The AFHRI recorded a year-on-year decline in 12 of the 20 constituent indicators and a quarter-on-quarter decline in 14 indicators.

With a base level of 100 for the inception period of the index – the first quarter of 2014 - this means that the average household’s financial disposition has improved by only 8.1% in real terms over a period of nine years.

“The strongest indication of the financial pressure on households, induced mainly by higher interest rates, is reflected in the decline of more than 20% in the ratio of household income to household debt costs since the beginning of the year," Botha said, noting that this trend should be of significant concern to government’s economic policy makers outside of the SARB, as it will undoubtedly exert a negative impact on tax revenues and fiscal stability.

Since 2014, the average yearly improvement in the index is less than 1%, which serves as a clear indication of the economy’s under-performance, which has been exacerbated by the negative effects of a sharp increase in the cost of credit.

The return to restrictive monetary policy by the SARB since the end of 2021 has raised the cost of credit – and of capital – by 68%.

Despite clear indications that both the producer price index (PPI) and the consumer price index (CPI) had already peaked and had entered a decisive downward trend, SARB raised the repo rate by 50 basis points during the May 2023 meeting of the Monetary Policy Committee.

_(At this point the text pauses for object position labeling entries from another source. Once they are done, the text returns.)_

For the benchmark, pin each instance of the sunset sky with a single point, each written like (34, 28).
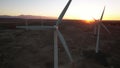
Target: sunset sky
(78, 9)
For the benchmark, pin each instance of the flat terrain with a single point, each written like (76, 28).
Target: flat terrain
(34, 49)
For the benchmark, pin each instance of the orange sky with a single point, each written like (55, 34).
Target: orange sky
(79, 9)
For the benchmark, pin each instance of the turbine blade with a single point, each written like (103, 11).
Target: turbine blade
(104, 27)
(64, 45)
(102, 14)
(63, 13)
(36, 27)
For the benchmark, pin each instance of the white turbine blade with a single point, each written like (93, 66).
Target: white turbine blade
(104, 27)
(102, 14)
(64, 45)
(36, 27)
(98, 38)
(55, 50)
(63, 13)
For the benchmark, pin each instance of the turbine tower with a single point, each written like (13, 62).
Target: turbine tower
(57, 34)
(98, 26)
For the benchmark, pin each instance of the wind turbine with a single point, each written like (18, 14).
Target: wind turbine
(98, 25)
(57, 34)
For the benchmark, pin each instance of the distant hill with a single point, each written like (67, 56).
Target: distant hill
(27, 17)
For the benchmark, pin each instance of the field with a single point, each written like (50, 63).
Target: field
(34, 49)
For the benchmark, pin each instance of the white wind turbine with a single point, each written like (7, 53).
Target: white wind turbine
(57, 34)
(97, 30)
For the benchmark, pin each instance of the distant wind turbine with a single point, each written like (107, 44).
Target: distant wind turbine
(57, 34)
(97, 30)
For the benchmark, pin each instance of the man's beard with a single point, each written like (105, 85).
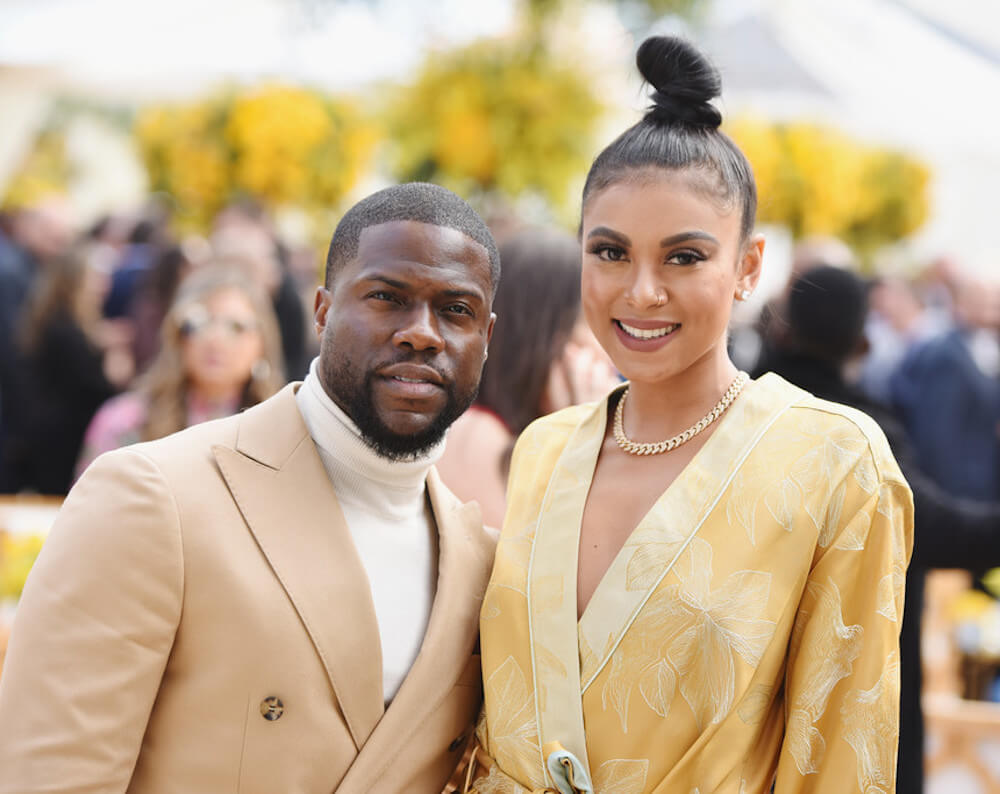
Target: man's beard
(356, 397)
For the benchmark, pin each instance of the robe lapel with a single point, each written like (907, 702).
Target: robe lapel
(552, 575)
(279, 483)
(465, 558)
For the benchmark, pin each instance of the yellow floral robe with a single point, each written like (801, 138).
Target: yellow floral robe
(747, 629)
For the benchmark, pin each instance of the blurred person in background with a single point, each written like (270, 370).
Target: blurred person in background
(243, 232)
(73, 361)
(947, 395)
(29, 237)
(542, 358)
(147, 237)
(897, 322)
(221, 353)
(827, 309)
(153, 299)
(771, 327)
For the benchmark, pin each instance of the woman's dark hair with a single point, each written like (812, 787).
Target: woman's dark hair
(537, 304)
(679, 131)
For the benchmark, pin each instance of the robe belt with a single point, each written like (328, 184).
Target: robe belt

“Authoritative commentators have publicly voiced alarm over the damage caused by excessively restrictive monetary policy. The consensus view is straightforward, namely that the SARB is placing undue pressure on consumers, businesses and homeowners at a time when they are facing several other headwinds, most notably the cost of having to cope with electricity rationing and high energy prices.”

According to the AFHRI, in real terms, total household credit extension, which is valued at more than R2-trillion, declined by 3.4% since the first quarter of 2014, which means that there has not been any growth in this key macroeconomic indicator over almost a decade.

“It is simply not possible for the South African economy to grow at meaningful and sustained rates in the absence of real growth in household credit extension,” Botha said.

He pointed to other key conclusions of this quarter’s AFHRI, including that the financial resilience of households would have declined by a much larger margin in the absence of a welcome further increase in employment in both the private and public sectors, which represented one of the relatively few bright spots in the first quarter reading of the AFHRI.

“The upward trend in new job creation continued in the first quarter of 2023, with 258 000 new jobs having been created during the first three months of the year and almost 1.3-million since the first quarter of 2022,” he said.

However, the positive employment effect was not matched by total remuneration levels in the economy.

The average monthly remuneration in South Africa has declined by 4.4% over the past year, from R16 192 in the first quarter of 2022 to R15 473 in the first quarter of 2023. In real terms, the decline was 10.7%.

In addition, while surrenders of long-term insurance policies declined significantly since the fourth quarter of 2022, it remains almost 10% higher compared with the first quarter of 2022.

Further, during the first quarter of 2023, a sharp decline occurred in the value of long-term insurance claims paid, which could signal the intention of many savers to put their retirement plans on hold until such time as economic conditions start improving.